TechTarget’s data aligns with the rising popularity of cloud adoption. Nearly 30 percent of respondents reported plans to invest in hybrid cloud deployments in the next 12 months. In addition, 27 percent of respondents reported planned investments in off-premises cloud infrastructure.

Cloud technologies can help organizations streamline processes, maintain business continuity, and even improve security, if implemented properly. As such, healthcare organizations also reported prioritizing a variety of cloud security initiatives in the coming months, including cloud data loss prevention and cloud visibility and monitoring investments.

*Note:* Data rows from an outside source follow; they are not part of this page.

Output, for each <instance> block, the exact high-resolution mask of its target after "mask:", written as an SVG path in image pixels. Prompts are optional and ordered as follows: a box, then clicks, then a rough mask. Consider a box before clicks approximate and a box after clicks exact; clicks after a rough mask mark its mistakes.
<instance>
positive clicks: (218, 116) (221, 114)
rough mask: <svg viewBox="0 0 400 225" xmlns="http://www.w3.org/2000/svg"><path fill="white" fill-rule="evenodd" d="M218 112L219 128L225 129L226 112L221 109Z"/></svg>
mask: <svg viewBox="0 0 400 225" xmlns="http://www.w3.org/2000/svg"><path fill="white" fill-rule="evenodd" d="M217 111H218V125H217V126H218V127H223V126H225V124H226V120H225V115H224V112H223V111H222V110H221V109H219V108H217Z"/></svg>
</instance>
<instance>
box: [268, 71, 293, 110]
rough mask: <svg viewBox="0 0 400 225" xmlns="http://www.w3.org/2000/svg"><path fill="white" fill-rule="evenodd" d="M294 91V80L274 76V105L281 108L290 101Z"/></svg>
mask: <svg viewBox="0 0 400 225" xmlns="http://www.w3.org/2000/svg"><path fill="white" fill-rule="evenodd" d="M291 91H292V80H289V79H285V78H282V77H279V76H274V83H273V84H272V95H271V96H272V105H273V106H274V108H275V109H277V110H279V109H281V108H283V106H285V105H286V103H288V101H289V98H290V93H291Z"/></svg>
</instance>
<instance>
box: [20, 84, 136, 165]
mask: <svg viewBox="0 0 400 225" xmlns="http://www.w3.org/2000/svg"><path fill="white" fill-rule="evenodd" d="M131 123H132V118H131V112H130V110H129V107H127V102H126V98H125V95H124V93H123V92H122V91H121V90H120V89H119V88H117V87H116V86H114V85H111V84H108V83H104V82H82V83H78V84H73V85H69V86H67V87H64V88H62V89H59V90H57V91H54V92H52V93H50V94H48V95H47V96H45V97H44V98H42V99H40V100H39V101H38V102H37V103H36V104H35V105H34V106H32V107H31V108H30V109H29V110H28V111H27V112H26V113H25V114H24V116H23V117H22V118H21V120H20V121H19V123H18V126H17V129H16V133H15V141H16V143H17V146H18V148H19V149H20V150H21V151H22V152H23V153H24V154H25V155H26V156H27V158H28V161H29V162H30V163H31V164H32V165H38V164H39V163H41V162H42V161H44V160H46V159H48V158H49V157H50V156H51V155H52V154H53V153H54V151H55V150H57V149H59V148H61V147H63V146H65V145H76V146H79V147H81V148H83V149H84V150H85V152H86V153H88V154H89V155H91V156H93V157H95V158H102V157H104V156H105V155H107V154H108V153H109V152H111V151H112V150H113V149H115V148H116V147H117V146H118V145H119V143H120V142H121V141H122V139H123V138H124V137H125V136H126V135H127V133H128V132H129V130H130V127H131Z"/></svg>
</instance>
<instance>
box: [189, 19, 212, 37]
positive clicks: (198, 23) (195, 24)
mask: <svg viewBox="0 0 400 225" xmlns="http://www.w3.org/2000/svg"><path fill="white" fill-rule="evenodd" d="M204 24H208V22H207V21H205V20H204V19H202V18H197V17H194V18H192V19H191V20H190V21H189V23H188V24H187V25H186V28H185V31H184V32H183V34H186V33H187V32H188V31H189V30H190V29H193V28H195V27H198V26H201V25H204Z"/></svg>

As healthcare organizations continue to implement new cloud infrastructures and cloud-based storage, a focus on cloud security is necessary to ensure compliance and data privacy.

People, Process, Culture Remain Top Security Considerations

Investments in cybersecurity tools can go a long way. However, IT buyers also cited the importance of bolstering their organization’s security posture via workforce training, process improvements, and maintaining a culture of cybersecurity.

Nearly 3 out of 4 survey respondents reported focusing on expanding security training efforts, and nearly a third of respondents reported increasing budgets for training security staff. Gamification, leveraging various mediums, and collaborating across the business to improve security are proven ways to increase security awareness and reach a variety of audiences.

On the process improvement side, healthcare IT decision-makers expressed plans to improve security visibility and monitoring across their organizations, reduce third-party risk exposure, and further their organization’s trust strategies.

In terms of culture-related activities, respondents reported plans to expand training efforts for corporate employees, raise the critical importance of security to board members and improve collaboration across teams.

Overall, the responses indicated that healthcare IT decision-makers are focused on not only investing in the technologies that will help them digitally transform, but also the people and processes that are equally crucial to a successful and secure digital transformation.